Den vielen anderen Jugendlichen bieten Elvira Kämpfer und ihre Mitarbeiterinnen auf andere Weise Unterstützung an: Sie helfen ihnen, Bewerbungen zu schreiben, und begleiten sie beim Gang zum Jugend- oder Arbeitsamt. Eine junge Frau mit ihrem Baby und ihr Freund, die die Wohnungsmiete nicht mehr zahlen konnten, hat Frau Kämpfer durch ihren Einsatz vor dem Verlust ihrer Wohnung bewahrt. Nicht zuletzt um den Treff bekannt zu machen, bieten die Sozialpädagogin und ihr Team Schulklassen an, im Jugendhaus Projekttage durchzuführen, mit gutem Erfolg. Gern erinnert sich Elvira Kämpfer zum Beispiel an ein Projekt zum Thema "Mittelalter". Auch ein pädagogischer Tag mit den Lehrern einer Schule fand schon im Jugendtreff statt. Zudem bieten Elvira Kämpfer und Peggy von Oertzen in der Pfarrei Themenabende über Alkohol und Drogen an.

Im Jugendtreff bestehen vielfältige Freizeitangebote. Es gibt einen Billardtisch, Fußballkicker und eine Mini-Bowlingbahn. Das Volleyballfeld haben Jugendliche im vergangenen Jahr selbst hergerichtet. Eine großzügige Küche bietet Platz, gemeinsam zu kochen und zu backen. Und auch ein Kreativraum fehlt nicht. Zudem haben die Jugendlichen die Möglichkeit, im Haus ihren Geburtstag mit einer Disko zu feiern.

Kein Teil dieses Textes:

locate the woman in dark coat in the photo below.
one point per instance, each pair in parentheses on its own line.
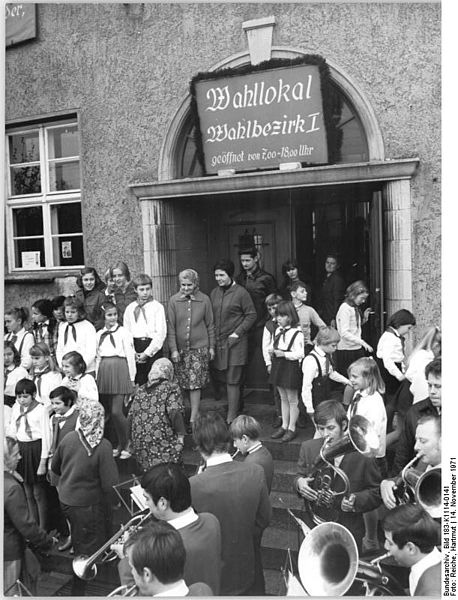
(234,314)
(19,525)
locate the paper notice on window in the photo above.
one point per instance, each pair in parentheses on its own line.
(30,260)
(66,249)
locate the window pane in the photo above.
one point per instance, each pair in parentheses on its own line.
(27,221)
(63,141)
(66,218)
(24,147)
(24,253)
(25,180)
(64,176)
(68,251)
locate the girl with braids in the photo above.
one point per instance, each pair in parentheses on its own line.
(349,322)
(44,323)
(12,372)
(46,375)
(29,424)
(91,295)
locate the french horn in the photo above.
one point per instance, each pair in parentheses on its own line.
(423,487)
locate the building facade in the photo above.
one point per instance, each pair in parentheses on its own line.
(102,166)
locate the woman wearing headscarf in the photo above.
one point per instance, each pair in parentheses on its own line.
(87,472)
(191,337)
(156,418)
(20,527)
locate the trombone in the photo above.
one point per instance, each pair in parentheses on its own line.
(85,567)
(124,591)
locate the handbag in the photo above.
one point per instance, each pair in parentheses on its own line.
(127,403)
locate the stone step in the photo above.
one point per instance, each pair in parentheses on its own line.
(281,502)
(275,545)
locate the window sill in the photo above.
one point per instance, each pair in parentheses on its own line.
(39,276)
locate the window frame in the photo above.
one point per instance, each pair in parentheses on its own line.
(46,198)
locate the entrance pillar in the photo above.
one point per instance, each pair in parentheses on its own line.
(159,244)
(398,246)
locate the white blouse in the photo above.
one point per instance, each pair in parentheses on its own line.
(297,349)
(24,341)
(85,344)
(373,408)
(83,385)
(416,374)
(45,385)
(349,328)
(123,348)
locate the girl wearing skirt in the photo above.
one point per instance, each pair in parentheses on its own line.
(29,424)
(287,352)
(116,370)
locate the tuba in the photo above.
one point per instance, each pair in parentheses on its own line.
(425,487)
(329,564)
(361,437)
(85,567)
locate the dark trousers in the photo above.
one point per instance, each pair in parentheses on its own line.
(56,519)
(140,345)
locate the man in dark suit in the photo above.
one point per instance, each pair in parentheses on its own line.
(363,475)
(168,496)
(332,291)
(236,493)
(430,406)
(157,556)
(411,536)
(245,432)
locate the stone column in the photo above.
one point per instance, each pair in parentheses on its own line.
(397,246)
(159,241)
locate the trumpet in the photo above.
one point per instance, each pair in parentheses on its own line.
(425,488)
(360,437)
(124,591)
(85,567)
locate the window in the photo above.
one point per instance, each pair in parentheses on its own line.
(44,200)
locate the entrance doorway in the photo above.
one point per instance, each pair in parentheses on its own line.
(302,223)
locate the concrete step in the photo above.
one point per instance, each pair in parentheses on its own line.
(280,502)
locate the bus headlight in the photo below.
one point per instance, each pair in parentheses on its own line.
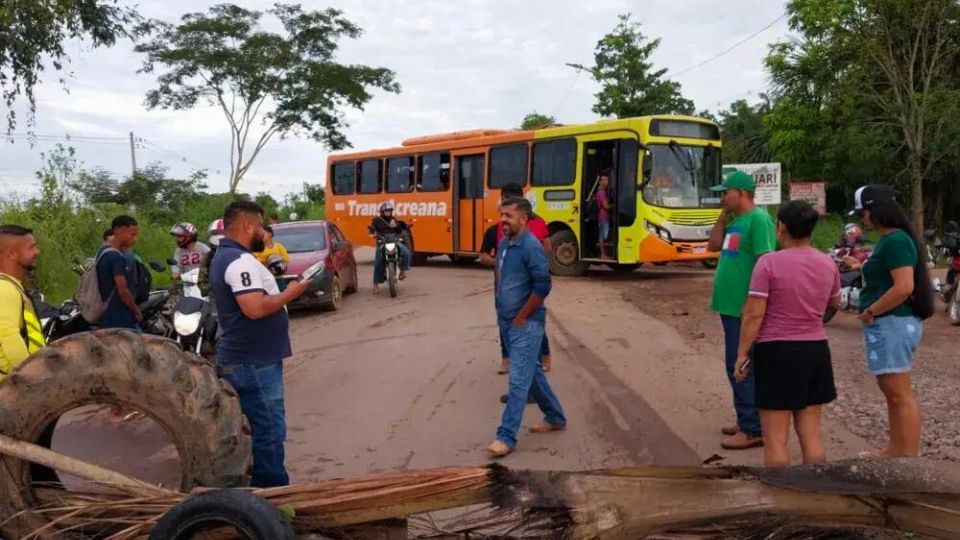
(659,232)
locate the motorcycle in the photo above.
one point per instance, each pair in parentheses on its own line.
(949,292)
(389,246)
(58,322)
(851,280)
(194,317)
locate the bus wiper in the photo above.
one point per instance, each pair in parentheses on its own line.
(683,158)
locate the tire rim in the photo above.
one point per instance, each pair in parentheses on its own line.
(566,253)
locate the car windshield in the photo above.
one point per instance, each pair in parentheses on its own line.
(301,239)
(681,176)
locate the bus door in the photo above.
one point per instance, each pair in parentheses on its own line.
(468,218)
(617,159)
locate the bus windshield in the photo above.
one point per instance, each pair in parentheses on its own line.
(681,176)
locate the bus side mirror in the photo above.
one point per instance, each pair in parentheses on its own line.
(646,169)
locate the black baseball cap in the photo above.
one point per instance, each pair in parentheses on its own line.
(867,197)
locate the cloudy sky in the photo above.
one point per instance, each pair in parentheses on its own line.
(462,64)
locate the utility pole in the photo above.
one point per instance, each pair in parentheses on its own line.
(133,157)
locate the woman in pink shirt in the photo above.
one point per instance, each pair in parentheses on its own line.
(782,336)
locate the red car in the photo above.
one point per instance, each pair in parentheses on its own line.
(309,242)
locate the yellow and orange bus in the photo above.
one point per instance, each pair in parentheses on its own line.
(661,169)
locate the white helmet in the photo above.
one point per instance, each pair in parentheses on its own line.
(215,233)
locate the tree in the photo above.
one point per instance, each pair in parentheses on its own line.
(59,166)
(284,84)
(630,85)
(315,193)
(33,32)
(745,140)
(881,69)
(536,120)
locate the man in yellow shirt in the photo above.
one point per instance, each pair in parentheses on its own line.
(272,248)
(20,332)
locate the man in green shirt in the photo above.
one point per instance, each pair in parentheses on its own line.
(742,234)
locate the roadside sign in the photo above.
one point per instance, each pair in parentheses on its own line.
(814,193)
(767,176)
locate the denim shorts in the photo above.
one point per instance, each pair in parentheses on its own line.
(890,343)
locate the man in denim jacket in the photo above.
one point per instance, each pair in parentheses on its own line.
(523,284)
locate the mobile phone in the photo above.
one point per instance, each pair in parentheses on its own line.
(745,366)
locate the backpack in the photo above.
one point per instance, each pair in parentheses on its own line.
(92,305)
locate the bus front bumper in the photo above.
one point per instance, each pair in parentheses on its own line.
(655,250)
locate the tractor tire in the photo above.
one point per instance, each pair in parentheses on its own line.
(248,514)
(565,259)
(180,391)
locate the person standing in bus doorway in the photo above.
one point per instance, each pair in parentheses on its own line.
(523,283)
(742,234)
(603,212)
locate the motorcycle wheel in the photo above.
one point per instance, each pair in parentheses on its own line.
(392,278)
(953,308)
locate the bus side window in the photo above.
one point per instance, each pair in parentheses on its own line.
(344,178)
(370,176)
(508,165)
(554,163)
(400,175)
(434,172)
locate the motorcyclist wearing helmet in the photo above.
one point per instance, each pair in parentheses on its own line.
(214,235)
(189,253)
(386,223)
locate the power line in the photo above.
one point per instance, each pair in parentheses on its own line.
(65,137)
(737,44)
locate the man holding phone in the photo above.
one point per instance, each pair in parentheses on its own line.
(742,234)
(255,335)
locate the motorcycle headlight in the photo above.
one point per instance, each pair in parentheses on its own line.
(186,324)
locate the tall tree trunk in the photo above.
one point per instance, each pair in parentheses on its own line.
(916,195)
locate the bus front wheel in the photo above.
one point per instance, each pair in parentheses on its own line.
(565,259)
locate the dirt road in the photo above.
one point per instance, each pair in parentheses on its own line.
(411,382)
(387,384)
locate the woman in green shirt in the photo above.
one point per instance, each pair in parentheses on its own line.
(896,297)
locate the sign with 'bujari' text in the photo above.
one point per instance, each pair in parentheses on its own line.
(767,176)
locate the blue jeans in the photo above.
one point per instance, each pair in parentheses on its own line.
(744,393)
(379,269)
(261,399)
(526,378)
(544,347)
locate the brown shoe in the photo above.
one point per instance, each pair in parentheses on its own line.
(498,449)
(741,441)
(545,427)
(730,430)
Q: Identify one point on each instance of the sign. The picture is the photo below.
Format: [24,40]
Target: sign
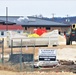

Entstanden ist der Jugendtreff "Offene Tür" 1993 als eine Antwort auf die rechtsextremistischen Vorfälle in Hoyerswerda. Zunächst war der Treff sechs Jahre in einer Drei-Raum-Wohnung untergebracht. 1999 konnte die Einrichtung in eine solide umgestaltete ehemalige Kindertagesstätte umziehen, wo sehr gute Voraussetzungen bestehen. Das wissen auch die Jugendlichen zu schätzen. "Hier ist es immer sauber. Hier fühlen wir uns wohl", sagt Christian. Träger des Jugendtreffs ist die katholische Pfarrgemeinde "Zur heiligen Familie". Immerhin zehn Prozent der laufenden Kosten trägt die Kirche, die anderen Gelder kommen aus öffentlichen Mitteln.

"Spielten in früheren Jahren politische Ausrichtungen bei den Jugendlichen durchaus eine Rolle, so wollen die Jungen und Mädchen heute bei uns vor allem ihre oft schwierige Situation in Familie, Schule und im Blick auf die Berufsausbildung hinter sich lassen", beobachtet Frau Kämpfer. "Dabei macht uns der Alkohol- und Drogenmissbrauch große Sorgen." Den jungen Leuten wirklich in ihrer Lage zu helfen, sei nicht leicht, so die Sozialpädagogin. Neben der Arbeitslosigkeit der Eltern und familiären Problemen sieht Frau Kämpfer auch im Schulsystem eine Ursache dafür, dass viele Jugendliche den Anschluss verlieren: "Die Klassen werden zu zeitig zerrissen, die Schwächeren bleiben zurück und unter sich, während die Leistungsstarken ab der fünften Klasse ins Gymnasium gehen."

Im Jugendhaus laufe vieles spontan. "Man muss immer einen Rucksack mit Ideen dabei haben", ob die Jugendlichen dann mitziehen, sei vorher nicht zu sagen. "Manchmal allerdings ergeben sich richtig gute Gespräche über Leben und Tod, nach dem 11. September zum Beispiel und nach dem Amoklauf von Erfurt über Gewalt. Aber zu machen sind solche Gespräche nicht", sagt Elvira Kämpfer.

Dieser Beitrag wurde veröffentlicht in Ausgabe 0 des 52. Jahrgangs (im Jahr 2002).